Ready for chaos?
Last updated
Last updated
Running a Chaos Day requires people’s time and system usage, so it needs to be as carefully scheduled as any other piece of work. The immediate benefit of a Chaos Day might not be as appealing or tangible as new features. This means that investment in a Chaos Day is frequently put off.
This challenge can be addressed by starting with the smaller investment of a time-boxed system risk assessment using an approach such as FAIR. This provides an opportunity to explore what failures could happen, their frequency and the magnitude of their impact.

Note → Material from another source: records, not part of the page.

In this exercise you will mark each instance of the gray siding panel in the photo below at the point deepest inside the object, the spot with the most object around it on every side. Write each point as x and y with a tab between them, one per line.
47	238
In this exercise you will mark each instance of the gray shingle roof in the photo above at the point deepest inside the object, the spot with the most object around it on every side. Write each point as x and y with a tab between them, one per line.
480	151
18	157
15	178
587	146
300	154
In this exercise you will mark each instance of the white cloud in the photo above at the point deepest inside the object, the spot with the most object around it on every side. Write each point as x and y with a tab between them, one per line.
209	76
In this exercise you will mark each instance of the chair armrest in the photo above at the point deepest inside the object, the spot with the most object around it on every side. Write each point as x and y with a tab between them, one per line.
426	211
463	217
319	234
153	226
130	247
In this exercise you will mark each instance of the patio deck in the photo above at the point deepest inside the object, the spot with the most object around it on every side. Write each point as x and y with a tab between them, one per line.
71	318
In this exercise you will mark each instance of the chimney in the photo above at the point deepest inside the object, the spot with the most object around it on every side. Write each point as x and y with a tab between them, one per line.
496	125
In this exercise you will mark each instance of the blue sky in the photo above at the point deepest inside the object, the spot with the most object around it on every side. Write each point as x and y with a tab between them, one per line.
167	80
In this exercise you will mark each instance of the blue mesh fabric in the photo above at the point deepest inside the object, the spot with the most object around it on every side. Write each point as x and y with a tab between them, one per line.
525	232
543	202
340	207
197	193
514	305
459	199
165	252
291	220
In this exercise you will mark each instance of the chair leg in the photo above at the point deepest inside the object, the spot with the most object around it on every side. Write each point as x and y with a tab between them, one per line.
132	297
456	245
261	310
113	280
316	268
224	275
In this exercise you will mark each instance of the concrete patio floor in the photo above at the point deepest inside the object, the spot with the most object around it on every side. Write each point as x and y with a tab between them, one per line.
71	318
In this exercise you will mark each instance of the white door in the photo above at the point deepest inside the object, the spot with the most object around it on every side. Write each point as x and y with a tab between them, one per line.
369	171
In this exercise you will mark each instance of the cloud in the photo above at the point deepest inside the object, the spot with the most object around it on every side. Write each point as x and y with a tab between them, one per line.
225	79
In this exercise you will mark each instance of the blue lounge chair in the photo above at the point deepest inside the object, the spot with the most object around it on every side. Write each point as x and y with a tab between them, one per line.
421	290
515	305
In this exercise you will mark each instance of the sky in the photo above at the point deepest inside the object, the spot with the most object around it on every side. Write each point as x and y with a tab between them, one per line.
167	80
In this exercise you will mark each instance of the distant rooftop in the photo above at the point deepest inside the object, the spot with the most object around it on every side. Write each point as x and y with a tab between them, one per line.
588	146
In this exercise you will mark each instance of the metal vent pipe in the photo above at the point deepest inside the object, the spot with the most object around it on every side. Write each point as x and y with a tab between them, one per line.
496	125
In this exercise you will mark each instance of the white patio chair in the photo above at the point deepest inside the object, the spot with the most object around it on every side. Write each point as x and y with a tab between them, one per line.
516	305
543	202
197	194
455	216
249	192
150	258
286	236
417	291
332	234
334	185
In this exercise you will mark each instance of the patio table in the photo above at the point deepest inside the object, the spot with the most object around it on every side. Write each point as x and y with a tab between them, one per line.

This gives meaningful, monetary data that can help stakeholders re-evaluate prioritising features over resilience.
Chaos Days provide particular benefits if run weeks or months before major changes are deployed to production, or ahead of traffic peaks such as Black Friday for e-commerce sites. Ensure there is a sufficient gap between consecutive events to allow for learning to be distilled and improvements to be applied. For one client with a very large platform (1,000 microservices, processing 1 billion requests on a peak day), we found that 2–3 Chaos Days each year was a suitable frequency for their context.
Despite the many benefits of Chaos Days, if your production system is regularly “on fire”, you probably have enough ready-made chaos to contend with! In this case, your focus should be on running and improving post-incident reviews to bring about system stability. Once you’ve had a few months free of repeated production issues, try and run a small Chaos Day (in pre-production) to further explore system stability.